Pages

Friday 13 January 2012

What Is the Problem Here?

Should libraries be run by volunteers? Who would these volunteers be? When I hear that someone on full-time JSA has been forced to work in a Poundsaver rather than continue to volunteer in a museum, I can’t help but think everyone is missing a trick. Libraries would teach customer skills, for people from all walks of life. Libraries are one of the only places you are guaranteed to encounter young graduates, foreign students, the elderly, parents and their children. There is a space for everyone. Libraries mean regular access to computers, furthering rudimentary computing skills and having a chance to search for jobs in the meantime. Libraries mean social interaction and the possibility of meeting someone who could help you towards your ideal job. A librarian is helping run a business, maintain a workspace, upkeep a database, and look after extensive physical records. It is a full gamut of social and practical tasks that any jobseeker would benefit from.

The debate continues to rage over the future of libraries. Are people really harbouring that much disinterest? When I was at school, generally it was accepted that children don’t like reading, and England was forever doomed to be a race of illiterates. I had few friends, because I preferred books, and I still love books, dearly.

Within the publishing world, people have been slow to respond to e-readers. The main issue is the dramatic drop in price which the reader implies for a publication, and the fact that people are very good at getting hold of these things for free. But I don’t see how e-readers can possibly threaten books in the long run. Not everything is available on e-reader, certainly not the obscure things I occasionally decide I want. I will always relish strolling aisles and simply looking, trying to find something I haven’t seen before, or something I had forgotten I had wanted. I also love graphic novels, and an e-reader has a long way to go before it can hope to capture the brilliance of a fully-inked double-page spread by Alan Moore or Garth Ennis.

I also feel that within Universities, e-readers could be embraced as a way to cut students’ costs, by making more of the syllabus directly available on a reader.

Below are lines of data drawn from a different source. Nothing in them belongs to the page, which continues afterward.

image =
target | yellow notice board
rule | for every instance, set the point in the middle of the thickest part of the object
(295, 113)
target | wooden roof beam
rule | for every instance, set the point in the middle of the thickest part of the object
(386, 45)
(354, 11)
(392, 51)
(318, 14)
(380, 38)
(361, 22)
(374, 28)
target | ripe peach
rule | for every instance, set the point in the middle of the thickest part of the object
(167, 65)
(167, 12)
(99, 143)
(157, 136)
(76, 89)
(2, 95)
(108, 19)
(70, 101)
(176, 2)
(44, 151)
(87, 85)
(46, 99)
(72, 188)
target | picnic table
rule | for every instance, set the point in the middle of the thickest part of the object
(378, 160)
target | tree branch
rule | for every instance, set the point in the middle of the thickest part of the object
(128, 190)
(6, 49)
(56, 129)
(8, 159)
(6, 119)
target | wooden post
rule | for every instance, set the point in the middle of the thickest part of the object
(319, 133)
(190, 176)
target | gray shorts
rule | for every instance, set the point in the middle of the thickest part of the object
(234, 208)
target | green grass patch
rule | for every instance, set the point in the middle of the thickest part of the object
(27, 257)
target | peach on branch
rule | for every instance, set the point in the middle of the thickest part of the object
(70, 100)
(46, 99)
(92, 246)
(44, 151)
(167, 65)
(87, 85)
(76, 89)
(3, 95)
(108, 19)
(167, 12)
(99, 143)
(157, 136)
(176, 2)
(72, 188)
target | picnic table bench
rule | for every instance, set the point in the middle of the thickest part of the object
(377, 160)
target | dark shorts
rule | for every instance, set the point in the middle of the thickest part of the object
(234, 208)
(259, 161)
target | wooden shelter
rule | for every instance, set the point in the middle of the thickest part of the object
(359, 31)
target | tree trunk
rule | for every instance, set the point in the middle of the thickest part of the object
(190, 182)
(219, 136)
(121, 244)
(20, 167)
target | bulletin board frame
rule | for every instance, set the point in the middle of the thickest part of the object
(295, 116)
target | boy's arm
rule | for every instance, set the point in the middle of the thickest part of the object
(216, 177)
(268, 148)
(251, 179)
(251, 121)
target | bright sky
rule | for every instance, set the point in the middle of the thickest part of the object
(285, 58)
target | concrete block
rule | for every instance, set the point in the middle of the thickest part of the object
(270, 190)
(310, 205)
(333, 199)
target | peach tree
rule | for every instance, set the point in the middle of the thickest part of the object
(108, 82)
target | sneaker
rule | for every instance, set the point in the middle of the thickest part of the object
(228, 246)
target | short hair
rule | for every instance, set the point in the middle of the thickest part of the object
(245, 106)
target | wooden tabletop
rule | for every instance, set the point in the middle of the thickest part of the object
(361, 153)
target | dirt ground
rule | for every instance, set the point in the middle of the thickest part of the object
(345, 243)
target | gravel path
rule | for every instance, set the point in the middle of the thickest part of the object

The Uni loans you the reader and so doesn’t risk its own textbooks, and you have no excuse for not owning (or doing) the reading. This is a basic idea and I have no real knowledge of whether it could be successfully implemented, but for a science student the idea could save them hundreds of pounds in textbooks they may never use again, and mean that the most recent edition was readily available.

I hear you cry, what about physical books? What about libraries as actual spaces of reverence for knowledge? What about musty old bookshops and charity shops full of books that were trendy a month ago? I still use all of those. A library is far from just a place for books, and this is what most people are really fighting against. It is a social centre, somewhere to take your children: many have coffee shops now as well as study areas, they rent DVDs and music, you can check newspaper archives, or gain access to a computer.

In people’s fear of abandoning physical books they seem to forget that the community already reading out there will never stop. I never leave my e-reader behind, but I mainly use it as a Dictionary and a study aid. I read the news on my phone. When I want to relax, I pick up a book. E-readers, like mp3 players, may be heading towards prevalence, but I don’t know many people who have one yet. At present, unless you are able to hack yours into some kind off catch-all uber-reader, they are the equivalent of a calculator for an accountant: if you really feel you need it, it’s there, but there are plenty of other options for the less fanatical.

People thought the mp3, and the piracy thereof, was going to kill music. But everyone I know owns coveted collections of tapes, CDs, or vinyl. And still buys them. And as far as I’m aware, the music industry is still doing okay. In fact last year saw the advent of such a saturation of music festivals in the UK that there weren’t enough fans to go around. Culture fluctuates with the times, but those that support it stand firm in their bewilderment at the mass-panic of the ‘death of …’. Project Gutenberg is an example of people embracing e-readers. They work to digitise books on which the copyright has run out: previously published items that may never be re-printed. Items that you might have never had a chance to see. Cruising Project Gutenberg is almost like walking through a huge antique bookshop, and the thrill of the hunt remains. As with many websites, they rely on donation from their users: this has never proved a problem.

The only way may be to embrace it. Industrialisation is inevitable, but access to literature is vital.